Belirtilen uygulama ve bunun sonucunda oluşturulan eylemli İçtüzük hükmü ile Anayasanın öngördüğü üçte iki yetersayı ile yani usulüne uygun olarak kabul edilmemiş, bir başka deyişle reddedilmiş ve dolayısı ile düşmüş olan ve bu nedenle kanun metninden çıkarılması gereken maddenin, kanun metninde muhafaza edilerek, kanunun tümü için yapılan oylamaya taşınması, Anayasanın 175 inci maddesinde öngörülen özel kabul yetersayısının etkisiz hale getirilmesi anlamını taşımakta ve bu açıdan Anayasanın 175 inci maddesinin üçüncü fıkrasına aykırı düşmektedir.

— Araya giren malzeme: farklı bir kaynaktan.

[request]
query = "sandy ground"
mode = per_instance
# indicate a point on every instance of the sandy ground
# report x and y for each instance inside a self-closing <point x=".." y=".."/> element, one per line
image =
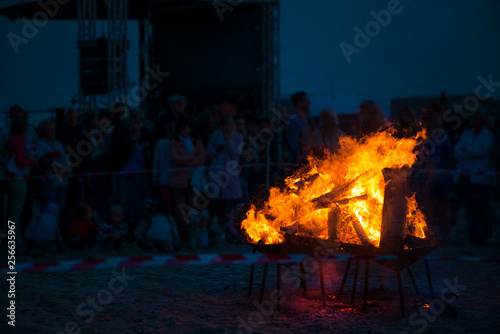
<point x="213" y="299"/>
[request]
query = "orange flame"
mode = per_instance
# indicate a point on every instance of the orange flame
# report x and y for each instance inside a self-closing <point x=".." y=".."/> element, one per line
<point x="360" y="161"/>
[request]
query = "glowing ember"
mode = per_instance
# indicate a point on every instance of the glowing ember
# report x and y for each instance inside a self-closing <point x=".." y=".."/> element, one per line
<point x="349" y="182"/>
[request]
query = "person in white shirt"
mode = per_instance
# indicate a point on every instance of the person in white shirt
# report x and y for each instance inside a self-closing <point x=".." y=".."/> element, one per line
<point x="473" y="152"/>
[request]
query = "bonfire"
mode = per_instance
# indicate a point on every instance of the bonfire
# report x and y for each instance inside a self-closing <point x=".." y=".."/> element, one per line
<point x="341" y="196"/>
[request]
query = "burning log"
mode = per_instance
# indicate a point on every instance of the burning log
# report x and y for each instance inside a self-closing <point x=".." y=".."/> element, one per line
<point x="291" y="230"/>
<point x="360" y="232"/>
<point x="333" y="220"/>
<point x="335" y="193"/>
<point x="322" y="204"/>
<point x="392" y="232"/>
<point x="301" y="184"/>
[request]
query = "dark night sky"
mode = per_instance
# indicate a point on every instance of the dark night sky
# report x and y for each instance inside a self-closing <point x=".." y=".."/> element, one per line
<point x="430" y="46"/>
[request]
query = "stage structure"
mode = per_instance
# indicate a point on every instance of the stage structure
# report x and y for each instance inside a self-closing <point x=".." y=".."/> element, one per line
<point x="215" y="51"/>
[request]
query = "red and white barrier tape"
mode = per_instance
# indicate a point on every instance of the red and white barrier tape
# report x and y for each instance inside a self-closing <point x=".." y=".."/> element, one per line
<point x="208" y="259"/>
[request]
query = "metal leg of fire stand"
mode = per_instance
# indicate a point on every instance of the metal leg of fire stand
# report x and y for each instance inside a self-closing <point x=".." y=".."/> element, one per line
<point x="428" y="271"/>
<point x="365" y="293"/>
<point x="263" y="285"/>
<point x="252" y="269"/>
<point x="278" y="285"/>
<point x="303" y="282"/>
<point x="355" y="281"/>
<point x="322" y="281"/>
<point x="413" y="281"/>
<point x="345" y="277"/>
<point x="400" y="288"/>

Diğer yandan Anayasanın 175 inci maddesine aykırı olarak kabul edilmiş veya bir başka deyişle usulüne uygun olarak kabul edilmemiş bir maddenin, kanunun tümünün oylamasına katılması halinde, kanunun tümü için Anayasanın öngördüğü kabul yetersayısı ile kabul kararı alınsa dahi, bu kabul kararı, maddelerin ayrı ayrı kabulü ile tümüyle kabulü arasındaki, Anayasa Mahkemesinin yukarıda yer verdiğimiz kararlarında da vurgulanan “birlikte mana ve değer kazandıkları” doğrultusundaki olmazsa olmaz hukuki bağ nedeniyle de, Anayasanın 175 inci maddesinin üçüncü fıkrasına aykırı düşmekte ve geçerlilik kazanamamaktadır.

Ayrıca Kanunun tümü üzerinde yapılan oylamada, Anayasanın öngördüğü çoğunlukla bir kabul kararına ulaşılması, reddedilmiş olan maddenin kanun metninden çıkarılmamış bile olsa, kabul edilmiş olduğu sonucunu doğurmamaktadır.

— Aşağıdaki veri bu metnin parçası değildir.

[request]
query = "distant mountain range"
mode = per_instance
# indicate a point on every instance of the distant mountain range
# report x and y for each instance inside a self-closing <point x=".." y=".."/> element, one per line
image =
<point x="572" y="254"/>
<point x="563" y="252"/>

Çünkü, yukarıda belirtilen Anayasa Mahkemesi kararlarından anlaşıldığı gibi, bir kanunun bir maddesinin usulüne uygun olarak kabul edilmemesinden doğan Anayasaya aykırı durum, kanunun tümünün oylamasında varılan kararın da geçerlilik kazanmasını engellemektedir.

Belirtilen bu hususlara rağmen, oluşturulan eylemli İçtüzük düzenlemesi ile usulüne uygun olarak kabul edilmemiş, bir anlamda reddedilmiş olan bir maddenin kanun metninden çıkartılmayarak kanunun tümü üzerindeki oylamaya katılmasına ve tümü üzerindeki oylamada Anayasada öngörülen yetersayı ile kabul kararına ulaşılması durumunda kanunun reddedilmiş veya usulüne uygun olarak kabul edilmemiş tüm maddelerinin, kabul edilmiş maddeleri ile birlikte kabul görmüş konumuna geçirilmesine imkan tanınması; Anayasanın 175 inci maddesinin yanısıra, yukarıda belirtilen Anayasa Mahkemesi kararlarına ve dolayısı ile Anayasanın 153 üncü maddesinde belirtilen Anayasa Mahkemesi kararlarının bağlayıcılığı ilkesine de aykırı bir durumun ortaya çıkmasına yol açmıştır.

Söz konusu eylemli İçtüzük düzenlemesinin Anayasanın 148 inci maddesi karşısındaki konumuna gelince; burada öncelikle Anayasanın 148 inci maddesinin, kanunların şekil bakımından Anayasaya uygunluk denetimini, “son oylamanın öngörülen çoğunlukla yapılıp yapılmadığı” ile sınırlandırırken, Anayasa değişikliklerinde “teklif ve oylama çoğunluğuna ve ivedilikle görüşülemeyeceği şartına uyulup uyulmadığı” hususları ile sınırlandırmak suretiyle, Anayasa değişikliklerinin şekil denetimini kanunlardan daha kapsamlı tuttuğu söylenmelidir. Bu noktada, kanunların şekil denetimi sadece son oylamanın öngörülen çoğunlukla yapılıp yapılmadığı ile sınırlanmışken, Anayasa değişikliklerinde “oylama çoğunluğuna” uyulup uyulmadığı ile sınırlanmış olmasının bir başka ayırt edici ve dikkat çekici özellik olduğu gözden kaçırılmamalıdır.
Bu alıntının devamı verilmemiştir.